How will this study contribute to the field of psychiatric genetics?
Schachar: There is a great deal of enthusiasm about the use of cognitive endophenotypes or biomarkers in psychiatric genetic research. Ours will be one of the first to be completed. If it proves to be useful in identifying genetic risks for inhibition and for these disorders, the field will move rapidly.

Crosbie: With this potential to point to new candidate genes of interest for ADHD and OCD, the study may provide us with novel information about the etiology and molecular pathways of these disorders, as well as further our understanding of other neuropsychiatric disorders.

Arnold: Our approach with TAG is consistent with previous work suggesting that we should be thinking of neuropsychiatric disorders as continuous rather than categorical traits.

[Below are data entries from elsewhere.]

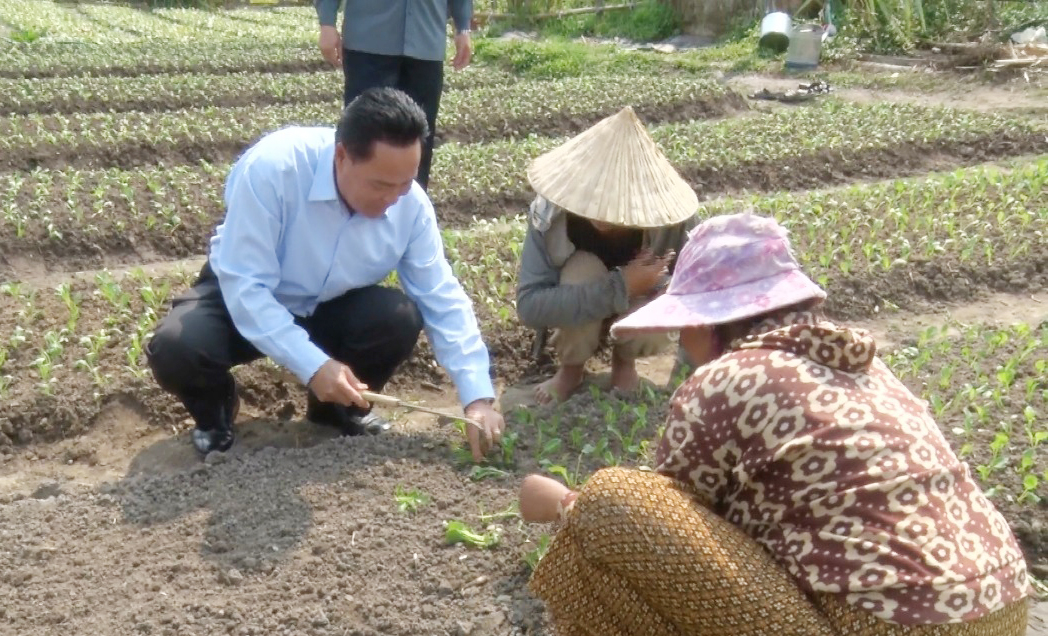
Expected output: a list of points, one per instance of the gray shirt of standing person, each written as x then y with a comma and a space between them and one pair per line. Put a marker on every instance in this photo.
414, 28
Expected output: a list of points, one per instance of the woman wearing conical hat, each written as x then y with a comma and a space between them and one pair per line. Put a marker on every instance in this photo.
603, 233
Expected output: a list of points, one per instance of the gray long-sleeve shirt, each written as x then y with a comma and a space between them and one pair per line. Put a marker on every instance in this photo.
413, 28
543, 303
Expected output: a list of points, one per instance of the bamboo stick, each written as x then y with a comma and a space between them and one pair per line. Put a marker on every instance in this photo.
389, 400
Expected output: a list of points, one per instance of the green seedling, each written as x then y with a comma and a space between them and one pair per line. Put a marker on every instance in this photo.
482, 473
531, 557
410, 500
457, 531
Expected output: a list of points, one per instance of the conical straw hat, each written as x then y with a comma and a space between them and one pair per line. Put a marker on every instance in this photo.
614, 173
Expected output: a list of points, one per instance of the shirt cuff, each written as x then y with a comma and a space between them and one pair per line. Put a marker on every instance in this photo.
620, 297
307, 363
474, 386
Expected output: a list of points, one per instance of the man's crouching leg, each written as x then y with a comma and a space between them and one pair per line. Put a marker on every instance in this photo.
371, 330
577, 344
191, 353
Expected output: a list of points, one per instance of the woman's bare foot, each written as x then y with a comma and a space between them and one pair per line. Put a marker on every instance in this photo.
559, 388
624, 375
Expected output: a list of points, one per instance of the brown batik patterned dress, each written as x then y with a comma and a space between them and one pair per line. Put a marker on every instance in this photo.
847, 510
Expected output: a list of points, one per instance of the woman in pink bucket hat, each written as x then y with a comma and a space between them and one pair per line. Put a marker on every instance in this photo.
800, 488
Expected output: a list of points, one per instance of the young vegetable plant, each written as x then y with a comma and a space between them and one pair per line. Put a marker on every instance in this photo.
457, 531
409, 501
531, 557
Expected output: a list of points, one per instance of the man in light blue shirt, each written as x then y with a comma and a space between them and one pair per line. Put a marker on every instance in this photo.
315, 219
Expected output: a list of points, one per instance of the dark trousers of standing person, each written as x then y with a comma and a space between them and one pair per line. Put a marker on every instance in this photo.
422, 80
372, 330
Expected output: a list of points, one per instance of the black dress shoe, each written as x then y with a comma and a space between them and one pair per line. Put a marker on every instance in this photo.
369, 423
346, 420
214, 423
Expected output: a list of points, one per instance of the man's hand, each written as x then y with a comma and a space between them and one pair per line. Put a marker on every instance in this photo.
490, 421
646, 272
334, 382
331, 45
463, 50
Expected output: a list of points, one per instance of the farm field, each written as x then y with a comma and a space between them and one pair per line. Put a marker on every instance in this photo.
922, 211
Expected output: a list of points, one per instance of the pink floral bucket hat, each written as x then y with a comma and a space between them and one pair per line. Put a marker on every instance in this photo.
732, 267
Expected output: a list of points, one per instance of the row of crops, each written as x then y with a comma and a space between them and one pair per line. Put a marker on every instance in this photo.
173, 207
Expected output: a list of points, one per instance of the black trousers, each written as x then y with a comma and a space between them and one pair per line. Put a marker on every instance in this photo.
372, 330
422, 80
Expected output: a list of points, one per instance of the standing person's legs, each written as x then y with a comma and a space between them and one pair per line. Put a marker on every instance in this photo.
191, 353
367, 70
423, 80
372, 330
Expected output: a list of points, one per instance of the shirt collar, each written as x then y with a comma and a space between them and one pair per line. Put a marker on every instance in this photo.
324, 188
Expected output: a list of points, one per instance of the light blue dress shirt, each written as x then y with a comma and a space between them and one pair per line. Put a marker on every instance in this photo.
288, 243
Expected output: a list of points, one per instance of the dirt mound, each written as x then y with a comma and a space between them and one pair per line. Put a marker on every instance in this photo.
261, 544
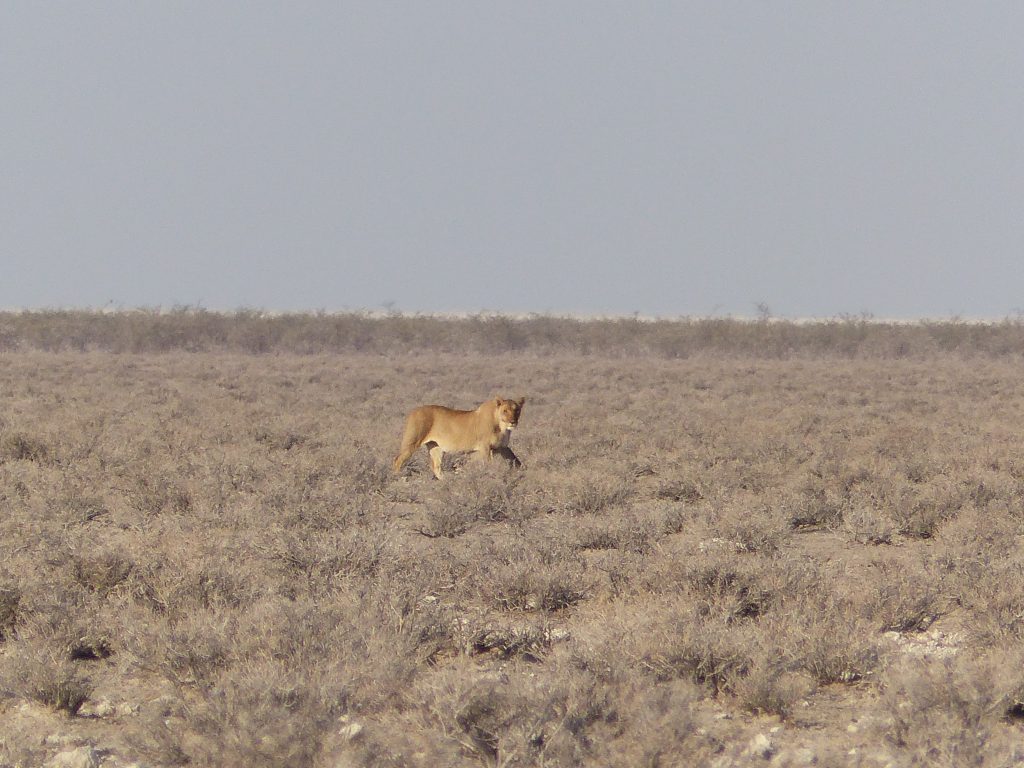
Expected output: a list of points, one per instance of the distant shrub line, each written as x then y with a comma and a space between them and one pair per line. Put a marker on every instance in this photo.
251, 332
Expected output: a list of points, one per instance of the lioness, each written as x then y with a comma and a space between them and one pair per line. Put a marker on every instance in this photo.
484, 431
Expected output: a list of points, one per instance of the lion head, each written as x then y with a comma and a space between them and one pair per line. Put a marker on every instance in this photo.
508, 413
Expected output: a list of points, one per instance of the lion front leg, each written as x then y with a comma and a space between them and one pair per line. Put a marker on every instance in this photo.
436, 455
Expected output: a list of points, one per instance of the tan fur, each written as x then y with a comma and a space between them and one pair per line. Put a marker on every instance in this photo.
483, 432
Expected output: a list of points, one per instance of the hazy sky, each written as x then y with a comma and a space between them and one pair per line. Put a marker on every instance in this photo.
669, 158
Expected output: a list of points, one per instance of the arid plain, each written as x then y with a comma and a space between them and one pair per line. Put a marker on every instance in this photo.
732, 544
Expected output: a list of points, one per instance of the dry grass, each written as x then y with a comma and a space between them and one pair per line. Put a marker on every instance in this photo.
205, 560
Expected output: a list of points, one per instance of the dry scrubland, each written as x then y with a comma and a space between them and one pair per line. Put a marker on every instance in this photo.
795, 545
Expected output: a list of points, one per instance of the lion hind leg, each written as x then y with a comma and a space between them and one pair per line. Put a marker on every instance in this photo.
411, 441
436, 455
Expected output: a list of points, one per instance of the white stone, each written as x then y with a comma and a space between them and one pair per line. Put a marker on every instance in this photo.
83, 757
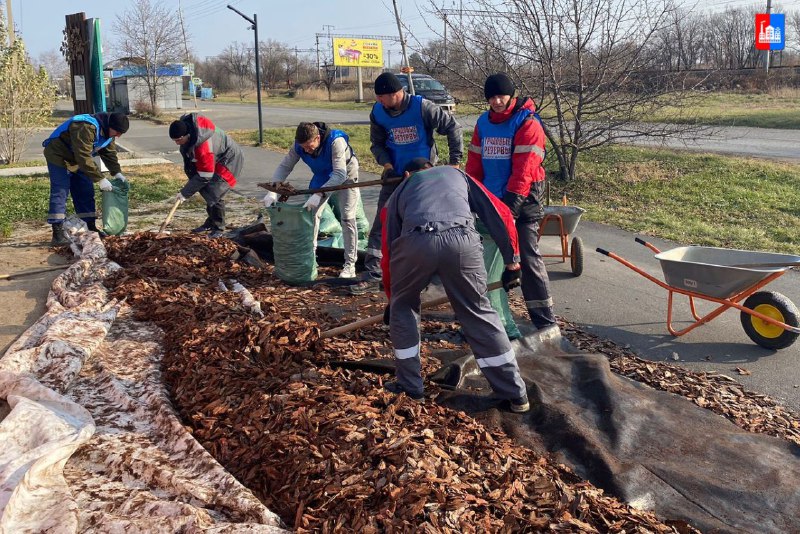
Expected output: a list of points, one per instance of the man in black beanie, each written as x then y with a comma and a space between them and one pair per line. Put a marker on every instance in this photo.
69, 152
401, 129
211, 161
507, 154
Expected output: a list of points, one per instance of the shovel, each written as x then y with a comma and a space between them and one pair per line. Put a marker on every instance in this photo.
375, 319
169, 217
285, 190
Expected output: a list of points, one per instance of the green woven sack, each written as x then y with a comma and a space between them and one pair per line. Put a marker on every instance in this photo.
293, 243
115, 207
495, 266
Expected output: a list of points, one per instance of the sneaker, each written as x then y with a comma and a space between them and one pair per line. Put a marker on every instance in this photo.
59, 238
370, 285
397, 389
520, 405
349, 271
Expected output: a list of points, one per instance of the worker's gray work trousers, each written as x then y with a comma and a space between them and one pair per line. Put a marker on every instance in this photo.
533, 278
214, 195
456, 255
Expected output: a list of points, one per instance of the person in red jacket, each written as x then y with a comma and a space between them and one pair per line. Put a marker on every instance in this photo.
211, 161
506, 154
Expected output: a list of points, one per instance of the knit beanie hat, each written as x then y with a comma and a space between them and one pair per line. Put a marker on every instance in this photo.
178, 129
118, 121
387, 83
498, 84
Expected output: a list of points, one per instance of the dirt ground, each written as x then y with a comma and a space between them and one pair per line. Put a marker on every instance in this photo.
23, 299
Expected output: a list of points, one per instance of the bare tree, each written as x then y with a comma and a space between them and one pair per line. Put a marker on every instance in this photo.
26, 96
238, 61
57, 69
586, 63
149, 35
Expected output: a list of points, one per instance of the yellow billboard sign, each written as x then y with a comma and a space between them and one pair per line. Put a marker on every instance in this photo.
357, 52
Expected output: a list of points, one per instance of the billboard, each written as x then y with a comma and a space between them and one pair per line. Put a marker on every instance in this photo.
770, 31
357, 52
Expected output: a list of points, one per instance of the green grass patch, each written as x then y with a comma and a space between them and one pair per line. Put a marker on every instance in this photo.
26, 199
689, 198
767, 110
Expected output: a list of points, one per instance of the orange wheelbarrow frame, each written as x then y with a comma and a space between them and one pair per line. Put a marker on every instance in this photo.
724, 303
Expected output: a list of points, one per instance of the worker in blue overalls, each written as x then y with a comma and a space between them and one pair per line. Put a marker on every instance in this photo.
69, 151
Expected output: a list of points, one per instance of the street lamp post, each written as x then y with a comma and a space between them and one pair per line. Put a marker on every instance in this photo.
254, 27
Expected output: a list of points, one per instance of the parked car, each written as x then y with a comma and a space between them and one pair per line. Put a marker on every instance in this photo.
430, 88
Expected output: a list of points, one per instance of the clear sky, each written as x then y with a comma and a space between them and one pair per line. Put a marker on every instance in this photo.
211, 26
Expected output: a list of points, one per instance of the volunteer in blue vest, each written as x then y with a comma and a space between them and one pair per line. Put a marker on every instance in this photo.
401, 129
69, 151
430, 230
330, 157
506, 154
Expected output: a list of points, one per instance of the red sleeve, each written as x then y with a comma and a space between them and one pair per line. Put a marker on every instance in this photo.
204, 159
526, 161
387, 277
474, 162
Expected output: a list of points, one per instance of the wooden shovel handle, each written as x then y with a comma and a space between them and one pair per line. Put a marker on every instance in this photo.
34, 271
169, 217
375, 319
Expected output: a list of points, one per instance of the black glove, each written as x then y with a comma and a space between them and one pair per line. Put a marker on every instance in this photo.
388, 173
510, 279
514, 202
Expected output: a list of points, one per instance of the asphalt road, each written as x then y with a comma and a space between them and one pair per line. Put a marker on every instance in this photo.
609, 299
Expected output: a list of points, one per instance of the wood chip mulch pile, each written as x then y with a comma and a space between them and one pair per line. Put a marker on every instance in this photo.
719, 393
326, 448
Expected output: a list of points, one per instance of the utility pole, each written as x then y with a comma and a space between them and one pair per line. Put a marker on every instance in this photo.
403, 47
767, 52
186, 48
254, 27
10, 23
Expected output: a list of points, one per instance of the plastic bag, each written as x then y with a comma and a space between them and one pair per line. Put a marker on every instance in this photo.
293, 243
115, 207
495, 266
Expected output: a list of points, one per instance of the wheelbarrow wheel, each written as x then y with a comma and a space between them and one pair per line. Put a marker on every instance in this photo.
576, 256
775, 306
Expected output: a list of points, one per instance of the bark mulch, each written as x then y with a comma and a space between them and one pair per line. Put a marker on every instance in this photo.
327, 448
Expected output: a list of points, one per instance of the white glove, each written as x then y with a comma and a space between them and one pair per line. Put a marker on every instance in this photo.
270, 198
313, 202
105, 185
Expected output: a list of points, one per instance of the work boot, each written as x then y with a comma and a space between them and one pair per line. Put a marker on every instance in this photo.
520, 405
349, 271
369, 285
59, 238
397, 389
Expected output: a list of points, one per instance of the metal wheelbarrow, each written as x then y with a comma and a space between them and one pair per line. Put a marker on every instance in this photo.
562, 221
728, 277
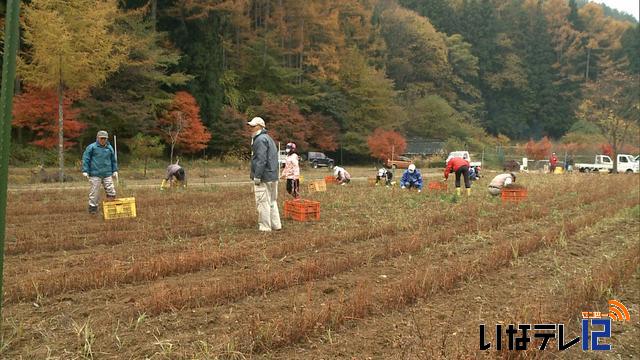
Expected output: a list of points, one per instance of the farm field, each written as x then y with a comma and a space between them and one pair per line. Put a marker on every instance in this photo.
385, 274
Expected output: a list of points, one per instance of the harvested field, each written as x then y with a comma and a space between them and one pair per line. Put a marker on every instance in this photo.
384, 274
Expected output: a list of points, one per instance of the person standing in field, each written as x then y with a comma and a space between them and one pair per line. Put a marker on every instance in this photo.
460, 167
411, 178
99, 165
499, 182
384, 175
291, 170
553, 162
264, 173
175, 173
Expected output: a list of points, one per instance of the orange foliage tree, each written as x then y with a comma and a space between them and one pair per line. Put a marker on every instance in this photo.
538, 150
181, 126
383, 144
287, 124
37, 110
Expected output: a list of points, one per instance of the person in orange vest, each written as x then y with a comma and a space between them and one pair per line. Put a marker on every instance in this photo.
553, 161
460, 167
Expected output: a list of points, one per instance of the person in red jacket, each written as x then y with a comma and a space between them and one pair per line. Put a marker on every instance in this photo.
460, 167
553, 161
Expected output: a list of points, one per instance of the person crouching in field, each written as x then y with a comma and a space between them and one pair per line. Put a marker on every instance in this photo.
264, 173
342, 176
384, 174
291, 170
99, 165
411, 178
499, 182
175, 173
460, 167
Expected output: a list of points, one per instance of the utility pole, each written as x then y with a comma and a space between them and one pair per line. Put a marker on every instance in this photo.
6, 104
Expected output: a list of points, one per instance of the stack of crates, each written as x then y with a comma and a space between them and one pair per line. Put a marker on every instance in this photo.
438, 186
302, 210
120, 208
513, 195
317, 186
330, 180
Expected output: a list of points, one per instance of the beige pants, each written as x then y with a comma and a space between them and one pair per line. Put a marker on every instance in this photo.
94, 193
267, 205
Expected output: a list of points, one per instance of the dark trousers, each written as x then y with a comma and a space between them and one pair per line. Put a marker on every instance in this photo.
293, 187
464, 171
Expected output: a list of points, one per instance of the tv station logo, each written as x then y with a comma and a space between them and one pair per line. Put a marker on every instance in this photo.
596, 329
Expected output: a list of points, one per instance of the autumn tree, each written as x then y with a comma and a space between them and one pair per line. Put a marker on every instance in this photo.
181, 126
145, 147
36, 110
129, 101
612, 106
538, 150
386, 144
70, 46
287, 123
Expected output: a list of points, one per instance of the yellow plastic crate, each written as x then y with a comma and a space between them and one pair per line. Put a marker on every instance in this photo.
119, 208
317, 186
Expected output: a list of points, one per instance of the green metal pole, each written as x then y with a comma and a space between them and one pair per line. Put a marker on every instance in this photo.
6, 105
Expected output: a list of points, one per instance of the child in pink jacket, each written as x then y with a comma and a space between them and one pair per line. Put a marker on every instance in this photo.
291, 170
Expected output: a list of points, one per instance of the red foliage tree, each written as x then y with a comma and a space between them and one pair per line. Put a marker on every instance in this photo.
37, 110
382, 143
606, 149
540, 150
181, 126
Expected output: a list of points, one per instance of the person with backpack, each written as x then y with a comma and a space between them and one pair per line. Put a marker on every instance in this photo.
99, 166
411, 178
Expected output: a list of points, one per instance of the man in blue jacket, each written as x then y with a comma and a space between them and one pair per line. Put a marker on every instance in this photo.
99, 165
411, 178
264, 173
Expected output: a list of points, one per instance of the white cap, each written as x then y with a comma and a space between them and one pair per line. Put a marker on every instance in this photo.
256, 121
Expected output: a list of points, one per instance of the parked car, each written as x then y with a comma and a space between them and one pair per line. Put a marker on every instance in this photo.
603, 163
318, 159
401, 162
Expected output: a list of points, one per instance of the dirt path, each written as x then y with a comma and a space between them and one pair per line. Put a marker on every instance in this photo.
447, 325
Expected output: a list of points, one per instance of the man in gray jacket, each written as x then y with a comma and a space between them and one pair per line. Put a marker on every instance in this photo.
264, 173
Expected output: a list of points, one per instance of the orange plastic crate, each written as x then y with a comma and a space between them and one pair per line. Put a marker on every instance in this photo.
330, 180
302, 210
438, 186
513, 195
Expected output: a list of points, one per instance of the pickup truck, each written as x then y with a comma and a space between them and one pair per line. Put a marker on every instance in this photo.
401, 162
603, 163
465, 155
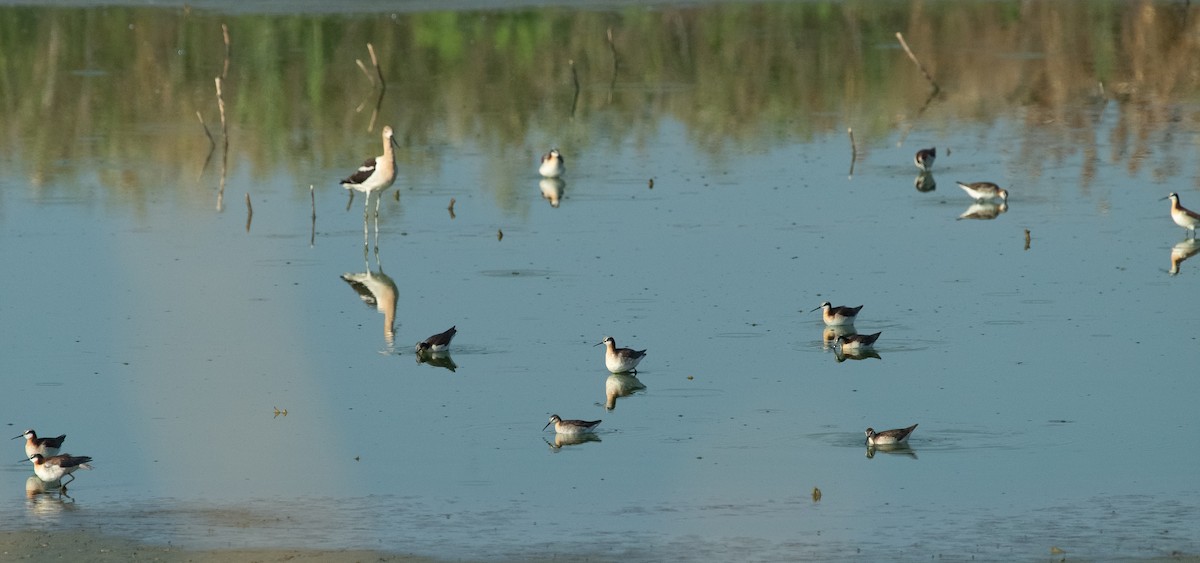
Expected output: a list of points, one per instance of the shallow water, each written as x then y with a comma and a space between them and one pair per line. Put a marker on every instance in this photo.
235, 391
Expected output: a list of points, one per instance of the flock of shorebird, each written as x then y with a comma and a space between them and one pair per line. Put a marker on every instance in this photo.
378, 173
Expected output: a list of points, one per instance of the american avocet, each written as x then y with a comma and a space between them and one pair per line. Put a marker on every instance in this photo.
55, 467
621, 360
925, 157
552, 163
376, 174
438, 342
47, 447
838, 316
853, 342
570, 426
1183, 216
984, 190
888, 436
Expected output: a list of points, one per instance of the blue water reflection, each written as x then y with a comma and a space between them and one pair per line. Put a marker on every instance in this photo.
168, 337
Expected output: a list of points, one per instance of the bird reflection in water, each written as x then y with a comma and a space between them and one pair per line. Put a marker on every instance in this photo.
1181, 251
901, 449
984, 210
924, 181
377, 291
562, 439
849, 345
552, 190
619, 385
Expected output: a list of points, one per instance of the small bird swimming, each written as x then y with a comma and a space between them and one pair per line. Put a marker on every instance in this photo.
888, 436
47, 447
621, 360
1183, 216
552, 165
571, 426
838, 316
856, 341
437, 342
925, 157
984, 190
57, 467
377, 173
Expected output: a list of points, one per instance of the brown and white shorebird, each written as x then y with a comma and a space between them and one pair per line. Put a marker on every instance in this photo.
1183, 216
55, 467
552, 165
376, 174
982, 191
925, 157
888, 437
838, 316
621, 360
438, 342
571, 426
47, 447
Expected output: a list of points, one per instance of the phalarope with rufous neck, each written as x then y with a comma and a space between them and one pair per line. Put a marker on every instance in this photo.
57, 467
570, 426
552, 165
838, 316
924, 159
47, 447
984, 190
1183, 216
621, 360
888, 436
438, 342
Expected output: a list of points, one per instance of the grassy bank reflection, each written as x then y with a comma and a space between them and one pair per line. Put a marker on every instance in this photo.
112, 90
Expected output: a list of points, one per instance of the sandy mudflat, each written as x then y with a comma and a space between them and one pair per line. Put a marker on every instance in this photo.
40, 546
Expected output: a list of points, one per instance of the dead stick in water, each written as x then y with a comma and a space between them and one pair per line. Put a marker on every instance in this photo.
250, 211
853, 151
575, 78
213, 142
922, 67
375, 60
225, 31
365, 72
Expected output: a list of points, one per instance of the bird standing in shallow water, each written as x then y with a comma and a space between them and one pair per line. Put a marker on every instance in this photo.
570, 426
621, 360
376, 174
47, 447
838, 316
438, 342
925, 157
1183, 216
552, 165
888, 436
53, 468
984, 190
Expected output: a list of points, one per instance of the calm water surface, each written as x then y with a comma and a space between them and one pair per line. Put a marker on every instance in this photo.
1053, 373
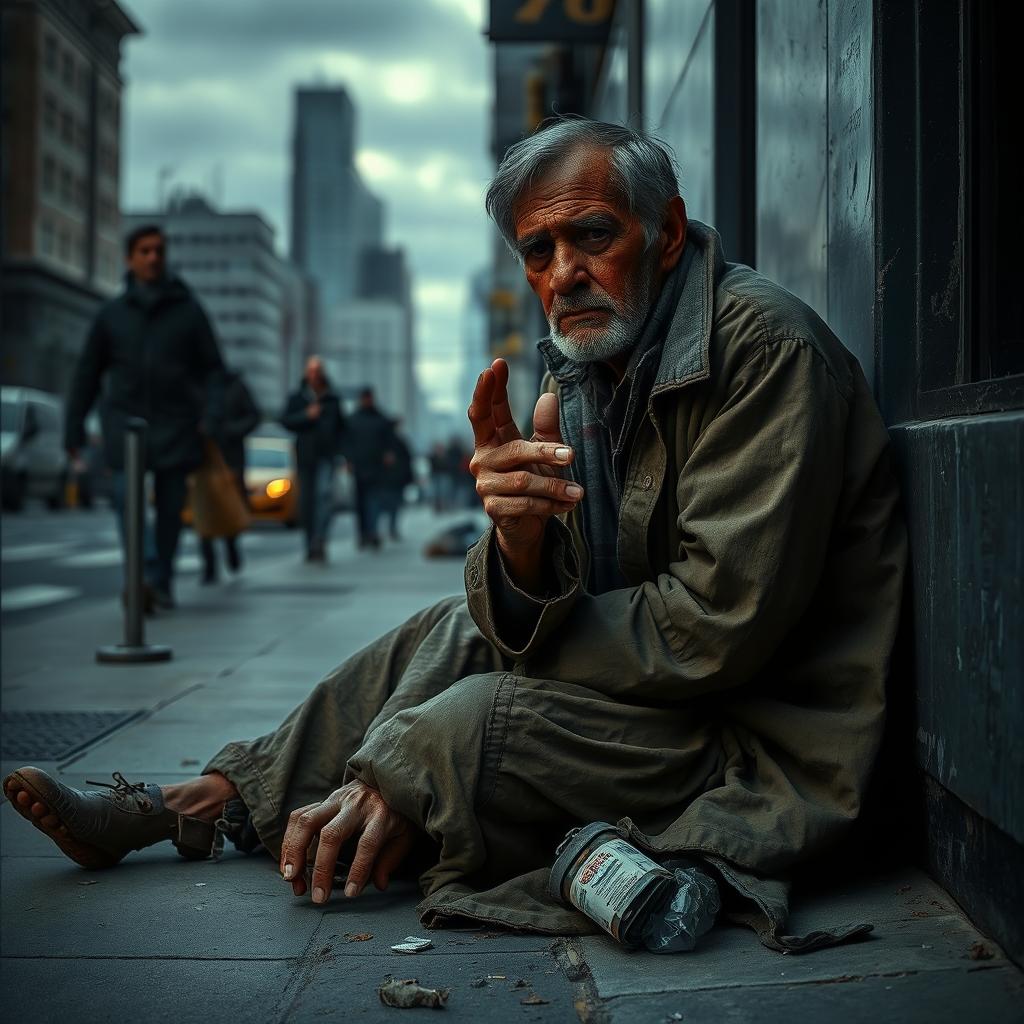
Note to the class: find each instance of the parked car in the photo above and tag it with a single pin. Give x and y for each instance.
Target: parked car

If we are successful in identifying risk variants for psychiatric disorders, others may want to adopt a similar strategy of studying large general population samples rather than focusing solely on clinic-based populations.

1. Neale BM, et al. Meta-analysis of Genome-wide Association Studies of Attention-Deficit/Hyperactivity Disorder. J Am Acad Child Adolesc Psychiatry. 2010;49:884-897.
2. Crosbie J, et al. Validating Psychiatric Endophenotypes: Inhibitory Control and Attention Deficit Hyperactivity Disorder. Neurosci Biobehav Rev. 2008;32:40-55.
3. Pauls DL. The Genetics of Obsessive Compulsive Disorder: A Review of the Evidence. Am J Med Genet C Semin Med Genet. 2008;148:133-139.
4. Boileau B. A Review of Obsessive-Compulsive Disorder in Children and Adolescents. Dialogues Clin Neurosci. 2011;13:401-411
5. Menzies L, et al. Neurocognitive Endophenotypes of Obsessive-Compulsive Disorder. Brain. 2007;130:3223-3236.
6. Gottesman II, Gould TD. The Endophenotype Concept in Psychiatry: Etymology and Strategic Intentions. Am J Psychiatry .2003;160:636-645.
7. Schachar RJ, et al. Heritability of response inhibition in children. J Int Neuropsychol Soc. 2011; 17(2):238-47.
8. Liu DJ, Leal SM. A Unified Framework for Detecting Rare Variant Quantitative Trait Associations in Pedigree and Unrelated Individuals via Sequence Data. Hum Hered. 2012;73:105-122.